Die Schattenseiten freilich werden weniger vollmundig präsentiert. Wie realistisch ist es, überhaupt eine Immobilie zu erhalten? Laut Geno konnten 2015 mehrere Zuteilungen ausgesprochen, jedoch keine neuen Objekte für die Mitglieder realisiert werden. Die Zahl der Optionskaufobjekte liege aktuell bei 149 Liegenschaften - die der Mitglieder allerdings bei 5678. Interessenten erfahren auf der Homepage auch nichts über mögliche Probleme, wenn sie aus der Gemeinschaft wieder austreten.

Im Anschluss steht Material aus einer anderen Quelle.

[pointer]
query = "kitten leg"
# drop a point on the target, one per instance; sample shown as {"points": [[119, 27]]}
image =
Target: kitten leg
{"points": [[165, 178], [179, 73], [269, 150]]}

"2013 sind offenbar zahlreiche Mitglieder ausgeschieden", sagt Ingo Dethloff, Berliner Fachanwalt für Bank- und Kapitalmarktrecht, der ein ehemaliges Geno-Mitglied vor Gericht vertritt. "Einer meiner Mandanten hat geklagt, weil er nach seinem Austritt nicht seine Auszahlung erhalten hat", erklärt Dethloff. Das Amtsgericht Ludwigsburg hat die Geno zwar im August 2016 zur Zahlung des Guthabens verurteilt, doch das Urteil ist noch nicht rechtskräftig.
Die Verbraucherzentrale Sachsen stand diesem Modell von Beginn an kritisch gegenüber. "Aus unserer Sicht war es abhängig vom Beitritt immer neuer Genossen und selbst bei einer solchen Annahme eine teure Angelegenheit. Auch auf das Risiko des Verlusts der Einlage haben die Verbraucherschützer hingewiesen", sagt die Referatsleiterin Finanzdienstleistungen Andrea Heyer.

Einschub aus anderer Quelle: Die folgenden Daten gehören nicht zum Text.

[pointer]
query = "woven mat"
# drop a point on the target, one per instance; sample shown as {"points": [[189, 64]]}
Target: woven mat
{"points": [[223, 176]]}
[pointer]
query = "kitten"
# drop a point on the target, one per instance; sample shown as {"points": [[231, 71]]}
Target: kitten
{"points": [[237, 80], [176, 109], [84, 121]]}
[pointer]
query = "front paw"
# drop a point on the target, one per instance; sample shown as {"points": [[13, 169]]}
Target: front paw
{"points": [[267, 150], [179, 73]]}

Ein Bausparvertrag, der keiner ist
Dethloff berichtet, dass das Konzept bei manchen Interessenten so angekommen sei, als handle es sich um eine Art Bausparvertrag. Das Unternehmen Geno scheint bemüht, diese Nähe herzustellen. So wird bei den Personalkosten, die vom Prüfverband PDG als zu hoch kritisiert wurden, darauf verwiesen, dass die Geno mit einer Bausparkasse zu vergleichen sei und daher viel Personal brauche. Weiter heißt es im jüngsten Geschäftsbericht: "Das Geno- Kollektiv ist sehr artverwandt mit dem ersten Bausparkollektiv."Die Bausparkassen wehren sich gegen diese aus ihrer Sicht unzulässige Vereinnahmung. "Der Vergleich mit dem Bausparvertrag ist schief und irreführend. Es ist der unseriöse Versuch, ein risikoreiches Produkt mit einem Gütesiegel zu versehen, das ihm nicht zukommt", sagt Alexander Nothaft vom Verband der Privaten Bausparkassen. Die Sicherheitsarchitektur des Bausparens mit strenger staatlicher Aufsicht sei einmalig und auf dieses Geschäftsmodell keinesfalls übertragbar.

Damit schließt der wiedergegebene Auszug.